Stop Newing a Random - Introducing Java's Improved RandomGenerator
4 min read1. Introduction
Randomness plays a critical role in various aspects of computer programming, from gaming and simulations, to cryptography and statistical analysis, and so forth.
Java has always provided ways to generate random numbers, such as the java.util.Random class. On top of that, with the introduction of the RandomGenerator interface in Java 17, the language takes a significant step forward in improving the efficiency and flexibility of random number generation.

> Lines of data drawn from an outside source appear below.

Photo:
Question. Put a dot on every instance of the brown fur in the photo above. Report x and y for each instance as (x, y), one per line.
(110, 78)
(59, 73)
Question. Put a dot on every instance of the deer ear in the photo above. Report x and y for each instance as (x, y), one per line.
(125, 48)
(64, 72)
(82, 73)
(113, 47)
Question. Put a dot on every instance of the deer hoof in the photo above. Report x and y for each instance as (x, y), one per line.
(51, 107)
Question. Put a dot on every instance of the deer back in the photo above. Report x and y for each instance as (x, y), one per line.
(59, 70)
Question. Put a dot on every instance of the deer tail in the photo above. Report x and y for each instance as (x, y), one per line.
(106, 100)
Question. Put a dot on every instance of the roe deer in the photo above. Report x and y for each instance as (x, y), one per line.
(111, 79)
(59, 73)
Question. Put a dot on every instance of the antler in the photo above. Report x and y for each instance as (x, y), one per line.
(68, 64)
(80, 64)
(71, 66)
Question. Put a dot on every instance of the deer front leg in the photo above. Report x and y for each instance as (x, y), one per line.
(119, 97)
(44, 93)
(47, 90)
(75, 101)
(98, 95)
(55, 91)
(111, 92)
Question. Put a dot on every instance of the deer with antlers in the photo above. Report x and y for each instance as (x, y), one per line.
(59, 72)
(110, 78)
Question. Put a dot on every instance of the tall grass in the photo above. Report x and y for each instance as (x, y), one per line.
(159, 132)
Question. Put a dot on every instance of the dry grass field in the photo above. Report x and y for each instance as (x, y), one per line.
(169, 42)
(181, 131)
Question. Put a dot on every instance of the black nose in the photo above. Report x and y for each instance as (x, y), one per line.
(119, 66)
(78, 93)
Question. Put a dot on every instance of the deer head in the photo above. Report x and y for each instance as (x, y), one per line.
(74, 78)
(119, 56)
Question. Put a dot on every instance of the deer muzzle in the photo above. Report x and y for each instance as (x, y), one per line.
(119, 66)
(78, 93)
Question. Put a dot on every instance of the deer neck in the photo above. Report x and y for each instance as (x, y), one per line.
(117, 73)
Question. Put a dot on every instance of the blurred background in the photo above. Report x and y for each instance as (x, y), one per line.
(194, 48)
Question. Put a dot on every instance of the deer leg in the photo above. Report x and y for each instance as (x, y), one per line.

In this blog post, we'll explore the new RandomGenerator interface, examine its real-world applications, compare it to prior Java versions, and draw conclusions about its potential impact.
2. Real-world application
Consider a simple lottery application that randomly selects a set of non-repeating numbers within a specified range. Here's an example using the new RandomGenerator interface:
import java.util.stream.Collectors;
import java.util.Set;
import java.util.Random;
import jdk.random.RandomGenerator;
import jdk.random.RandomGeneratorFactory;
public class Lottery {
public static void main(String[] args) {
RandomGeneratorFactory<RandomGenerator> factory = RandomGeneratorFactory.of("L64X128MixRandom");
RandomGenerator rng = factory.create();
int lowerBound = 1;
int upperBound = 50;
int numPicks = 6;
Set<Integer> winningNumbers = rng.ints(lowerBound, upperBound + 1)
.distinct()
.limit(numPicks)
.boxed()
.collect(Collectors.toSet());
System.out.println("Winning numbers: " + winningNumbers);
}
}
3. "Good old" days
Before the introduction of RandomGenerator, the most common approach to generating random numbers in Java was using the java.util.Random or java.util.concurrent.ThreadLocalRandom classes. Here's the lottery application example implemented using java.util.Random:
import java.util.stream.Collectors;
import java.util.Set;
import java.util.Random;
public class Lottery {
public static void main(String[] args) {
Random random = new Random();
int lowerBound = 1;
int upperBound = 50;
int numPicks = 6;
//...
}
}
Now I just have to say, please don't use this anymore!
4. Why use RandomGenerator?
While the code differences between the two examples may appear subtle, the underlying improvements offered by RandomGenerator are significant:
- Algorithm Selection: The new RandomGenerator interface allows developers to choose from a variety of random number generation algorithms, offering improved performance and quality tailored to specific use cases.
- Factory Pattern: The RandomGeneratorFactory class provides a clean way to create instances of RandomGenerator, making it easier to switch between algorithms without modifying the code extensively.
- Stream API Integration: The RandomGenerator interface seamlessly integrates with Java's Stream API, simplifying the process of generating random numbers and enabling a more functional programming style.
5. One more thing
The RandomGenerator interface in Java 17 provides access to several high-quality random number generation algorithms that offer good performance and follow best practices. Some of these well-known algorithms include:
L64X128MixRandom
: This is a 64-bit generator with a 128-bit state, designed to have a fast mixing of its state. It is suitable for most applications that require a good balance between performance and quality.L128X256MixRandom
: This is a 128-bit generator with a 256-bit state, providing a stronger mixing of its state and improved statistical properties. It is suitable for applications that require higher-quality random numbers or larger state sizes, such as simulations or machine learning algorithms.Xoroshiro128Plus
: This is a 128-bit generator with a 128-bit state, based on xorshift operations and a rotation. It offers good performance and quality while being relatively simple to implement. However, it might not be suitable for applications that require high-quality random numbers with an extremely long period.Xoshiro256Plus
: This is a 256-bit generator with a 256-bit state, based on xorshift operations and a rotation. It provides better quality random numbers than Xoroshiro128Plus while maintaining good performance. This generator is suitable for a wide range of applications, including simulations, gaming, and cryptography.SplittableRandom
: This generator is specifically designed for concurrent usage in parallel algorithms. It allows for efficient splitting of its state, enabling the creation of new random number generators for use in separate threads. This is particularly useful in applications that require high-performance parallel random number generation.
When using the RandomGeneratorFactory class, you can create instances of these algorithms by specifying their names, like this:
RandomGeneratorFactory<RandomGenerator> factory = RandomGeneratorFactory.of("L64X128MixRandom");
RandomGenerator rng = factory.create();
And, the power is in your hands!
6. Conclusion
Java 17's improved RandomGenerator interface provides developers with a powerful, flexible, and efficient way to generate random numbers for various applications.
By offering a choice of algorithms and better integration with the Stream API, RandomGenerator significantly enhances the random number generation capabilities in Java compared to prior versions. Give it a try!